Heavy Metal Magazine began as a translated license from the French science-fantasy magazine Métal Hurlant and included work by the likes of Enki Bilal, Philippe Caza, Guido Crepax, Philippe Druillet, Jean-Claude Forest, Moebius, Chantal Montellier, and Milo Manara. It would then publish original American-originated work in the same vein. It was bought by massive Heavy Metal fan Kevin Eastman, co-creator of the Teenage Mutant Ninja Turtles, in 1992. It was later sold to David Boxenbaum and Jeff Krelitz in 2014. until they were forced out and in 2019, Heavy Metal was taken over by Matthew Medney and David Erwin. With stories of internal coups, challenging comings and goings, non-delivery to customers, callousness and challenges from creators, former employees, their widows and estates, cash flow problems saw the publisher shut down, before a planned relaunch and revamp from Whatnot Publishing/Massive was announced. In the end, they only published a final issue of the previous version of the magazine, a year late, for San Diego Comic-Con and the promised revival was abandoned. Massive/Whatnot had decided not to publish it after all.

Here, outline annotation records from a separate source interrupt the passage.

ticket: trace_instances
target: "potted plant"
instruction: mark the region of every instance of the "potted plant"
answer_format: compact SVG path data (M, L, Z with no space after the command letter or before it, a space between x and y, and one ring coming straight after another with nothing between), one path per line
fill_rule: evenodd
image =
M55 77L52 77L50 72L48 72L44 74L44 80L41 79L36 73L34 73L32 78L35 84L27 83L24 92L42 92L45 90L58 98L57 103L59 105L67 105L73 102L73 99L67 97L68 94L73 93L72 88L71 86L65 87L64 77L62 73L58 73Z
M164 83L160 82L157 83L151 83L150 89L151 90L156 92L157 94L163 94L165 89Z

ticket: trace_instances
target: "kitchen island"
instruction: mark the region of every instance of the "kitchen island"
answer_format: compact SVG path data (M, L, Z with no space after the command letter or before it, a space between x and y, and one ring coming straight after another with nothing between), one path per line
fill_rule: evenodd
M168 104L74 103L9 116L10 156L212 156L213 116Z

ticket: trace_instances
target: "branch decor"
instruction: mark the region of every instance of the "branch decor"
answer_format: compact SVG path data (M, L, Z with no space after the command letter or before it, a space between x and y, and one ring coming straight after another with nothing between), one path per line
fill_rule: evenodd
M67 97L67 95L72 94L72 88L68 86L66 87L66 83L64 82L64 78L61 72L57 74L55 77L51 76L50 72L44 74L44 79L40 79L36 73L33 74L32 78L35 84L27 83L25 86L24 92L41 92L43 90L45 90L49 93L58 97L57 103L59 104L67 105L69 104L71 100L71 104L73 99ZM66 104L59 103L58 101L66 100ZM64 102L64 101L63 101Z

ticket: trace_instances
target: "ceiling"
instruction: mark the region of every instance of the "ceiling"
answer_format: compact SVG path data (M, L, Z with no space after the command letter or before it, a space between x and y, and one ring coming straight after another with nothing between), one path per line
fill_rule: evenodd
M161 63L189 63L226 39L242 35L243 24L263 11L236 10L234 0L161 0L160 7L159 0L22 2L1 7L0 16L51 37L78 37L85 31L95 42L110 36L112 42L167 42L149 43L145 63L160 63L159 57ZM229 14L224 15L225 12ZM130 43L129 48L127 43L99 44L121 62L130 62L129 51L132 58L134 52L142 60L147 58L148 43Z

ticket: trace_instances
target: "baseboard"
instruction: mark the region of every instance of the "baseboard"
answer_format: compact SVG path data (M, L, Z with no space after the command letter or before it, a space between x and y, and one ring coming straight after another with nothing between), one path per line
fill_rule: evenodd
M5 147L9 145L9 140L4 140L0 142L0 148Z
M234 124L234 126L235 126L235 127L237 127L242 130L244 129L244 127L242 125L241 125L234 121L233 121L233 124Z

But what of what remains of Heavy Metal Magazine? As a company, as a trademark, as a publisher, it still exists and is having all sorts of meetings. A Heavy Metal Vol 2 #1 had actually been completed but not published. But actual comic books themselves? I understand that hundreds of thousands of copies of back issues of the magazine were pulped rather than continue to accrue warehouse costs. Not even Chuck Rozanski of Mile High Comics was approached to take such a collection on assignment, just hundreds of thousands of copies of the magazine stretching back through its archive were destroyed. They still have plenty of copies on sale. Just… fewer than they once had.
Well, I guess it will make back issues suddenly a lot rarer.